Steve Privilegiata stood up and rubbed his forehead to answer. “They call him ‘The Expert.’ I think you can guess why.”
“Well, I can’t guess, Steve, and I’ve never heard of this guy before,” Martha Privilegiata said sullenly.
“Nobody has, Marty. But from how the rumors go, he’s the best at what he does. I think we can retain him at a price.”
“Good money after bad.”
“Maybe. But with luck we can off Null, take what’s left of Hebe and get it back on track, fix the site and shore up the remaining play-houses. We may not have to sit back and watch it fall at all. In fact, we may not have any further financial need of Mr. Legere either. From what I understand off the PDF files of the books, he’s pricey enough.”

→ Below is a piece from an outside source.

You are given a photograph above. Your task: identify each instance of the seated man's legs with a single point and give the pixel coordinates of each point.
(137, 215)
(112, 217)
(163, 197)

“I’m with ya, kid,” said Hal, the older guy in the maroon cable-knit sweater. “So, what does this guy do that he’s so expert at?”
“Pest control. He kills bugs dead, as the expression goes.”
“Like Raid, for god’s sake?”
“So, he’s an ace hitter, you’re saying.”
“No, I’m saying it’s like fighting fire with fire.”
Hal was irritable and fidgeted in place. “Yeah, okay, so tell me how’s that?”
“Simple. We’re simply going to send in one fucked up dude to put an end to another.”